My husband was a little upset at the news, which is why we’ll be making our own, small turkey dinner on Saturday. How else are we supposed to have leftover turkey sandwiches? And turkey soup? And turkey casserole?
It’s not clear why turkey was chosen as the standout entrée from all the other options at those first Thanksgiving feasts. The Pilgrims probably ate plenty of lobster, fish, and deer, too. I suppose turkey became the favorite over the years because it has a mild flavor and a single large turkey can feed a group of people at a low price. Whatever the reason, the turkey has cemented its place as the centerpiece of most Thanksgiving feasts.
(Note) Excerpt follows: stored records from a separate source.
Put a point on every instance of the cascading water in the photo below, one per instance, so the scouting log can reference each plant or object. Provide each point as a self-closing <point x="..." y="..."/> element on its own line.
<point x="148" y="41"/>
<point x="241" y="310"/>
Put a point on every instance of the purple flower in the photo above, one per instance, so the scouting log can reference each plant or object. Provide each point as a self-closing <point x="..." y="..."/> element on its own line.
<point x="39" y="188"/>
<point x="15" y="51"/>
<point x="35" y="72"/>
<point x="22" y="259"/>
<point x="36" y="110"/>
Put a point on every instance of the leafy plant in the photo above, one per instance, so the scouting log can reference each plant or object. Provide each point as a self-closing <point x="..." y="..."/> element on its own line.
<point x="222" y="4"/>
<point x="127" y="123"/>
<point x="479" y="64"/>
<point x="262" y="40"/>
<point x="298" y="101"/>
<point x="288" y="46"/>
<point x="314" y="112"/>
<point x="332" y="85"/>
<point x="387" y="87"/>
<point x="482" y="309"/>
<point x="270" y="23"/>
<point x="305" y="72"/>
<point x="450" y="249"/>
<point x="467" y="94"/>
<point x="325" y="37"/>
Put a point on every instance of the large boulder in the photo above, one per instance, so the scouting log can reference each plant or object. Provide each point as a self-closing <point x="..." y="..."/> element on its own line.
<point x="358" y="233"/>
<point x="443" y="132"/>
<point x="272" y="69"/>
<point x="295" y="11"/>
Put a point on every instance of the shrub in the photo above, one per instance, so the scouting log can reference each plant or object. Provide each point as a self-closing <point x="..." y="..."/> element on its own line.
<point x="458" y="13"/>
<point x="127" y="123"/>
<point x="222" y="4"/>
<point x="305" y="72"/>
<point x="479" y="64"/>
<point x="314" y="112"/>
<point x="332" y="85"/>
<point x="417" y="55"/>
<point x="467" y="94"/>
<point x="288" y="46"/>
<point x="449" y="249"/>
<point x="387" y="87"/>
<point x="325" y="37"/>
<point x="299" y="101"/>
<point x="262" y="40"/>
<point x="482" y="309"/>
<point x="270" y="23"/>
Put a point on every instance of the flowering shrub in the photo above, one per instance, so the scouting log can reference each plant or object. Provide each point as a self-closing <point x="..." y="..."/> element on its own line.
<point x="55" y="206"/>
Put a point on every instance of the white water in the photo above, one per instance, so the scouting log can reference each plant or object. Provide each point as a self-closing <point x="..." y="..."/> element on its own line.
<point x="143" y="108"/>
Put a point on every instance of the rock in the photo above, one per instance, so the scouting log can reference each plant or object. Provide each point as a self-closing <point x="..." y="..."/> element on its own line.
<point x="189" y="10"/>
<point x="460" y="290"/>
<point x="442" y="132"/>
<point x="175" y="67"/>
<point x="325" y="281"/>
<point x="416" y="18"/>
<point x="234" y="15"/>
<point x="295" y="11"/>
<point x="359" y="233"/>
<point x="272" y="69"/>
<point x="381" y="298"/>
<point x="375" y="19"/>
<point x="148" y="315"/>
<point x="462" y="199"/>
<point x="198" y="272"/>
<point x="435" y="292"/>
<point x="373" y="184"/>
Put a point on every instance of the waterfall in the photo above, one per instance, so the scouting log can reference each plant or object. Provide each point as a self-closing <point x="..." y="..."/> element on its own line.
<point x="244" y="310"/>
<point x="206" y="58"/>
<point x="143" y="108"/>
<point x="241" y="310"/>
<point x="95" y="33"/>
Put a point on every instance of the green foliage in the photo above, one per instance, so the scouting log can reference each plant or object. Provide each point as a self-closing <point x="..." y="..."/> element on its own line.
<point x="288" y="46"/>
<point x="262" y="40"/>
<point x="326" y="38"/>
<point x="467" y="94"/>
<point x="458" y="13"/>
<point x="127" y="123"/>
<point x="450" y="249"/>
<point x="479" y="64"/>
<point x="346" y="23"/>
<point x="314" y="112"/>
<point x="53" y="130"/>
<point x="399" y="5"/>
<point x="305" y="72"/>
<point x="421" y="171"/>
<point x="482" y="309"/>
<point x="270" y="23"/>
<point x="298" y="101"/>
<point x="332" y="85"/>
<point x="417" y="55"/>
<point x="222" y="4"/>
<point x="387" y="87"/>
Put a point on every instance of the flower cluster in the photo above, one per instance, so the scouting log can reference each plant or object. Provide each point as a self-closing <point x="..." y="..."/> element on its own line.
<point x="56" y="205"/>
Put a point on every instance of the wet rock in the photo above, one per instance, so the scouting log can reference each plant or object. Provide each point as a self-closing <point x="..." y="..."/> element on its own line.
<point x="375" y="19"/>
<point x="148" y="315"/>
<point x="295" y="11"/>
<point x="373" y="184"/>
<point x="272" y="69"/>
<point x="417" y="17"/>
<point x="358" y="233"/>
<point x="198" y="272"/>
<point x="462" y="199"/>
In fact, Gerry Thomas, an executive at the Swanson food company, claims that the modern-day frozen dinner came about thanks to Thanksgiving turkeys. One year, sales fell far below expectations, and the company found itself with train cars full of frozen turkeys. While trying to salvage the situation and not lose money on unwanted birds, Thomas came up with the idea to slice up the turkeys and create frozen dinners, complete with side dishes. While this story has been disputed (the Swanson brothers claim they designed the first dinners) and there is evidence that other companies were already making frozen meals, Swanson was definitely one of the leaders in successfully moving frozen dinners into mainstream America. And we may be able to thank Tom the Turkey for that!
I hope everyone is having a wonderful Thanksgiving, with or without a turkey!